そういった時間をギュッと凝縮して勉強時間に充てれば、ちゃんと資格が取れると思ったんですよ。

おおお…確かに、そう考えると可能性があるようにも思えますが、サッカー関係の仕事に就くという選択肢はなかったんでしょうか。

もちろん、最初に考えました。サッカーコーチやトレーナーをやりたかったんです。

でも調べてみると、給料が少なかったんですよね。当時、月に手取り10万〜20万円でしたから、家族を持ったら養えないと思い断念しました。

逆に、弁護士や医者などの高収入の仕事に就ければ、空いた時間にサッカーコーチをボランティアですることができます。人生のどこかで、サッカーに関われればよいと思って。実際、今はサッカーチームでサッカーを教えたり、サッカー動画をアップするYouTubeチャンネルを運営したりしています。お金と時間に余裕が持てたから、好きなサッカーに戻ってくることができました。

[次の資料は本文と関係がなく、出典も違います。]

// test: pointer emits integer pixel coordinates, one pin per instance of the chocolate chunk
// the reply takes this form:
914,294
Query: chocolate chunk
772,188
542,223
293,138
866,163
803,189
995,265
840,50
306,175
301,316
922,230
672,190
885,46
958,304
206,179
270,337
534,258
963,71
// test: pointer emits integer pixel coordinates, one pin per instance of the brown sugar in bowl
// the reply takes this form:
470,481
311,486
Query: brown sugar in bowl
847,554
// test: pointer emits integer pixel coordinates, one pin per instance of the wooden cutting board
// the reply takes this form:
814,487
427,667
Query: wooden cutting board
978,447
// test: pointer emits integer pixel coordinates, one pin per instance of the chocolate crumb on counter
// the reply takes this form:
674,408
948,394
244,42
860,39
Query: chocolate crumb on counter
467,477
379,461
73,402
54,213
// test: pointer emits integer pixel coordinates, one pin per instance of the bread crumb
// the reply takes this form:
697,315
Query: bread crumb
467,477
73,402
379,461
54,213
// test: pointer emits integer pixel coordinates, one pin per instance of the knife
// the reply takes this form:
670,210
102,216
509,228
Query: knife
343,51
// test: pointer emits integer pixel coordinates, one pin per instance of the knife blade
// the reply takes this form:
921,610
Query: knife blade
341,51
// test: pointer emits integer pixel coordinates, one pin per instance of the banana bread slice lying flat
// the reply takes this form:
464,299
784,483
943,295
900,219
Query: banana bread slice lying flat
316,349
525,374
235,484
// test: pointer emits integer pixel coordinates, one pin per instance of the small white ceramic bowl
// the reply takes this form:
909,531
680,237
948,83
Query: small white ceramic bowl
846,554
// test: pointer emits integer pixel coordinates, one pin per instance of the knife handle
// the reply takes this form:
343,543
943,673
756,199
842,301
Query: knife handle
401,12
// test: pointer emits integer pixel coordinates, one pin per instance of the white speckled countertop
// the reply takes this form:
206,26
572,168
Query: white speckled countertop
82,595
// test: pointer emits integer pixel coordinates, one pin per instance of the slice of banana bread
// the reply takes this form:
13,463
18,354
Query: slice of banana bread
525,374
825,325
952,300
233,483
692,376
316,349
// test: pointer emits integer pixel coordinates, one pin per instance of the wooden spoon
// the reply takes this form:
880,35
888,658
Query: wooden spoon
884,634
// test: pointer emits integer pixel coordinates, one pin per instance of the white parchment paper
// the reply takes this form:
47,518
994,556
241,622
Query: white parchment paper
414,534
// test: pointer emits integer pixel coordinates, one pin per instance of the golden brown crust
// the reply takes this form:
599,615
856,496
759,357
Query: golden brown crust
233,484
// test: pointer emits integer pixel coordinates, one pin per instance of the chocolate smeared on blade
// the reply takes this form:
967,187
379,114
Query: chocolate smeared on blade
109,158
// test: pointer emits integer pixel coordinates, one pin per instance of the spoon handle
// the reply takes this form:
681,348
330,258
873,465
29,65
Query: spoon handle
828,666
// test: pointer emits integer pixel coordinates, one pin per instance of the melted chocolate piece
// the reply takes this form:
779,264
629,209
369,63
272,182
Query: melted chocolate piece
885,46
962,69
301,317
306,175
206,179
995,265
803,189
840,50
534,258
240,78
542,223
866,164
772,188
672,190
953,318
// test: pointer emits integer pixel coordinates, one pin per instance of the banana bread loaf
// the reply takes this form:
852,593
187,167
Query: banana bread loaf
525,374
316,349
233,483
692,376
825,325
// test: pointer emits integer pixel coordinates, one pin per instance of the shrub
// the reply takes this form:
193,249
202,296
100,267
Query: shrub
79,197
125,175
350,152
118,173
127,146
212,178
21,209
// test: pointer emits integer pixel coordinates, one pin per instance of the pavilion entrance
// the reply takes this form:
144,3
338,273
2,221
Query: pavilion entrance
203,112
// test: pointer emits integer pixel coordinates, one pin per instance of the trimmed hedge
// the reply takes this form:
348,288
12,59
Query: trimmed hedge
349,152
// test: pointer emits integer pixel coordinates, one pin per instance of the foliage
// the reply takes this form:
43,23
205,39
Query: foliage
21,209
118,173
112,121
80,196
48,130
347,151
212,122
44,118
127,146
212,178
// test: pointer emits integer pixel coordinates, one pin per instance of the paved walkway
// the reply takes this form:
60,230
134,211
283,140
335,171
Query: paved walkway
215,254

なるほど。給与が良い職業として弁護士や医者が候補に上がったわけですね。
それがなぜ、エンジニアに?

IT分野に興味を持ち始めたのは神学部の教授の言葉がきっかけでした。

「今後はITと英語の時代。それだけやっていれば食っていけるよ」と言われたんです。

ITと一口にいっても、ネットワークやデータベースなどいろんな分野があり、その中にさらに細かい技術がある。そのうち一つでも習得できれば、そこでプロフェッショナルとしてやっていけると気付きました。

当時、リーマンショック前でIBMのプログラマーの年収は5000万円ほどでした。必死に勉強して弁護士や医者を目指すよりも、エンジニアになった方が稼げると思ったんです。スタートが遅れていても、挽回しやすさがあるというのも自分にとってはメリットでした。それでエンジニアになるべく大学院へ進学することに。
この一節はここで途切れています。